Government enjoys meddling so much, it even interferes when people are doing what it wants them to do. James Payne has an example.
With freedom comes change. As John Hood says, it’s important to look for the upside as well as the downside.
The right to property is subtly eroded every day by the agency that’s supposed to protect it. Dale Haywood explains.
We hear much about borders these days, but few notice how they really protect liberty. Andrew Morriss explores this unappreciated feature.
We’re often urged to fear bigness when it comes to business. But as Wayne Dunn points out, we wouldn’t have to worry about that if the size of another entity were brought under control.

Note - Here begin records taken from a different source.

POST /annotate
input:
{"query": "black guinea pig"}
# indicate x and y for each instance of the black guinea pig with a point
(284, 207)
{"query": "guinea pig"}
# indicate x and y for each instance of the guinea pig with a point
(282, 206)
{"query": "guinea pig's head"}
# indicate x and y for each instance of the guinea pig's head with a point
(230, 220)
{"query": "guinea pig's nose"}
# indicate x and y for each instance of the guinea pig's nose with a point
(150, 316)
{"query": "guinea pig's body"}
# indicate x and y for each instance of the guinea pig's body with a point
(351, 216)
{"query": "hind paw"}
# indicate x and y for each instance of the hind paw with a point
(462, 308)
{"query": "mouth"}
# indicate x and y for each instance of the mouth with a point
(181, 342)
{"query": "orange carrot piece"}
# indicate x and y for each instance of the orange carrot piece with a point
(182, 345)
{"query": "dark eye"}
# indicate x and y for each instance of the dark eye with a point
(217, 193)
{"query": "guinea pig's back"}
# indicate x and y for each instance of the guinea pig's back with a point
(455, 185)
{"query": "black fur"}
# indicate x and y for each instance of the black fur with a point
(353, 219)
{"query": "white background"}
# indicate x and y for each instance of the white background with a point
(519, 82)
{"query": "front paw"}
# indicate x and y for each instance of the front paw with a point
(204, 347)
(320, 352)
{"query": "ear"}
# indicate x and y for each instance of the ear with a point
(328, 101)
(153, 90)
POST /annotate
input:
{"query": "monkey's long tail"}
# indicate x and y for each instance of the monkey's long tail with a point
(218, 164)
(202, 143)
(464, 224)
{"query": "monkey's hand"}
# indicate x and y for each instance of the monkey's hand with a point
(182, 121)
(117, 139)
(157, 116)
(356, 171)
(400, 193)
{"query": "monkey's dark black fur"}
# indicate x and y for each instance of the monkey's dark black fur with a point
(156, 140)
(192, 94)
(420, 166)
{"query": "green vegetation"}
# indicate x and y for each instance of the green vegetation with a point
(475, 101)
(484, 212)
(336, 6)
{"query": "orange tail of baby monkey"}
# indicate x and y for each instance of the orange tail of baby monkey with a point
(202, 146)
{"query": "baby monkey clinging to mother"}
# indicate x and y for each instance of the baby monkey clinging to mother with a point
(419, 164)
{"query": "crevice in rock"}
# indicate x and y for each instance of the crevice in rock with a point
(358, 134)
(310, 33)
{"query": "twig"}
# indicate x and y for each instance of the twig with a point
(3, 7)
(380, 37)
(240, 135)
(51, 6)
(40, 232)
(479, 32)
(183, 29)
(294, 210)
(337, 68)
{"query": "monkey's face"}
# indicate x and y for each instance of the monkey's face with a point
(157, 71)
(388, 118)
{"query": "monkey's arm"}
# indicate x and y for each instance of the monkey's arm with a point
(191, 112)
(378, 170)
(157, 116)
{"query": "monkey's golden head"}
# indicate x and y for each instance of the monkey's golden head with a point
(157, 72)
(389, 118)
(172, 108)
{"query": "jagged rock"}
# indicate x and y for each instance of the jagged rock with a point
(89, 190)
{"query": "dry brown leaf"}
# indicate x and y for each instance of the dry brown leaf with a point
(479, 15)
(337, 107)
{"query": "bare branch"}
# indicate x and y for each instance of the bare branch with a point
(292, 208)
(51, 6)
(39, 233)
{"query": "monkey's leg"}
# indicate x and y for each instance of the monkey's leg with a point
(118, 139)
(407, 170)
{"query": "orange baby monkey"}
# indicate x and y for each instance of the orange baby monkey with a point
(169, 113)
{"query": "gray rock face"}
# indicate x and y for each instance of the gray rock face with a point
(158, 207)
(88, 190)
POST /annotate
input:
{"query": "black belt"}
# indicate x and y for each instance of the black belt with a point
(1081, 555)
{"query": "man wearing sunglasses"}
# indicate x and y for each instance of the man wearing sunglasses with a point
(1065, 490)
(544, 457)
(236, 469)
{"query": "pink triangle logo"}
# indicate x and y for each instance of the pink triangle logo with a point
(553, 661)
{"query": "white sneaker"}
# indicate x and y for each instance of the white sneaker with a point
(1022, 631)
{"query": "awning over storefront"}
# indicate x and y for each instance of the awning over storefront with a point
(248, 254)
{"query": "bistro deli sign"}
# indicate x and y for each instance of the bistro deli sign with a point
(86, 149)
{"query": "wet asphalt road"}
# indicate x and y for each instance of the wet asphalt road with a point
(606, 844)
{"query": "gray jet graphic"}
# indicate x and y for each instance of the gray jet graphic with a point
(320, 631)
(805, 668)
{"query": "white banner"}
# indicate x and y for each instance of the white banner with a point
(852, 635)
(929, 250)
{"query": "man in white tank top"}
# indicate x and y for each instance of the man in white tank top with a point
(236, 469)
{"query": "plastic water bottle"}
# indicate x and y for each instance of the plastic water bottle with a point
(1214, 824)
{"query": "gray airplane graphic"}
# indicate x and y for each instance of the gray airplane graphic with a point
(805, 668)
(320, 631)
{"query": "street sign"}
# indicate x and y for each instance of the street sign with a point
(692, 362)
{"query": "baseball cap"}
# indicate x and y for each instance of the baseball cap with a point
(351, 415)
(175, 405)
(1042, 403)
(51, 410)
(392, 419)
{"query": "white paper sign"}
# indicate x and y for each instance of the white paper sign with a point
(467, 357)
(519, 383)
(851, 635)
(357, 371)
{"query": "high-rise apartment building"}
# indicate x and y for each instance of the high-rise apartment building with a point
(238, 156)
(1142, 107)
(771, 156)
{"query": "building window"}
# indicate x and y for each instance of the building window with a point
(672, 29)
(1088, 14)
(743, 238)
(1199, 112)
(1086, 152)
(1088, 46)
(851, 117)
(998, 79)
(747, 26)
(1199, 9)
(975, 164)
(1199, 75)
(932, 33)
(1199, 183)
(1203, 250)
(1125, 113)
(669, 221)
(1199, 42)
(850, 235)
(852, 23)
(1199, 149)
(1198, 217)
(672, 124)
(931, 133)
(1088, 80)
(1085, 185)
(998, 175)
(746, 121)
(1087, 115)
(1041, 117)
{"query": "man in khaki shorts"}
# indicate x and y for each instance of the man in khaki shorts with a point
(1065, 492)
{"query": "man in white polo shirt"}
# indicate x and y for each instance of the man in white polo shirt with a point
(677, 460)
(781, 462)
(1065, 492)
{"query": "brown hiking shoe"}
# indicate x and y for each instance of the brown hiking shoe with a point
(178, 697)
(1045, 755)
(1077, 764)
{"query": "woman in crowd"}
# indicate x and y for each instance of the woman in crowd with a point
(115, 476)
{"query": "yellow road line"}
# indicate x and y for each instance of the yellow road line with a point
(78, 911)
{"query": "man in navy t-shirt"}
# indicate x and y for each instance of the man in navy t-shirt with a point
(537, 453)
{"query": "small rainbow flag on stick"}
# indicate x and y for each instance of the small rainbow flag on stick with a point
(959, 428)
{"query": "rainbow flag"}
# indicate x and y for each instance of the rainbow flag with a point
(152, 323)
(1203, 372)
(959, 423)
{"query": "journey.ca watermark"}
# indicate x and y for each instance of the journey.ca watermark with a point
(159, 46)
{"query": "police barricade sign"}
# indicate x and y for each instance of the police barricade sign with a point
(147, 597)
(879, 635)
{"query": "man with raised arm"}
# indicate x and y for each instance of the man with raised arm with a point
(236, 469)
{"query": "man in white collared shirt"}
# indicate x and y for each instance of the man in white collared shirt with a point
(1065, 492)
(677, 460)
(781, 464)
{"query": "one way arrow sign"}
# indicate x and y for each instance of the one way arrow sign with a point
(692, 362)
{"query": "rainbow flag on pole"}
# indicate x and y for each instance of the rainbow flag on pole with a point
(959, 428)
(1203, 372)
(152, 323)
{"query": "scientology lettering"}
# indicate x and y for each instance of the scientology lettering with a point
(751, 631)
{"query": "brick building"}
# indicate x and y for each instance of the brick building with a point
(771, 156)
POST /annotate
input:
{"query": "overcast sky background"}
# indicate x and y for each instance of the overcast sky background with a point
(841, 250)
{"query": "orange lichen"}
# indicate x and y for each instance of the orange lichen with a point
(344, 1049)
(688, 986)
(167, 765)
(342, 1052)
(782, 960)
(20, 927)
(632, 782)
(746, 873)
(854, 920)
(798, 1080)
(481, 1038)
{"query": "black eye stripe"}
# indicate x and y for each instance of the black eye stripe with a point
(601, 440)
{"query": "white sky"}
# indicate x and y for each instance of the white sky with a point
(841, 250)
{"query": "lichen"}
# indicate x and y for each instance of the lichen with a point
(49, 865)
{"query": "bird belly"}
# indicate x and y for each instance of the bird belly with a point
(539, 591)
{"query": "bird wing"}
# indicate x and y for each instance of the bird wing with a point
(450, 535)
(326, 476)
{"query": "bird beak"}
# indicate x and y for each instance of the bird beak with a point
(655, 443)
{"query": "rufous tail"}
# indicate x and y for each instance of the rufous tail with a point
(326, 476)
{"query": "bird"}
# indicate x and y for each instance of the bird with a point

Has any political philosopher been more demonized than Herbert Spencer? Roderick Long demonstrates that the great classical liberal deserves better.
The International Labor Organization has a history of endorsing government intervention in all ways. So Jude Blanchette wasn’t surprised when the ILO called for beefing up government schooling in the developing world.
In this month’s FEE Timely Classic, the late Dean Russell revisits some of Frédéric Bastiat’s great writing on free trade and protectionism.
Our columnists spared no effort in finding compelling topics. Richard Ebeling reflects on a global tobacco treaty. Lawrence Reed reports on his trip to Vietnam. Thomas Szasz surveys the mental-health landscape after 300 years of “psychiatric reforms.” Burton Folsom tells the story of the National Road. Charles Baird weighs support for unions in the United States.
Books coming under scrutiny this month deal with the Gulag, diversity, lawyers, and the inoffensive language of textbooks.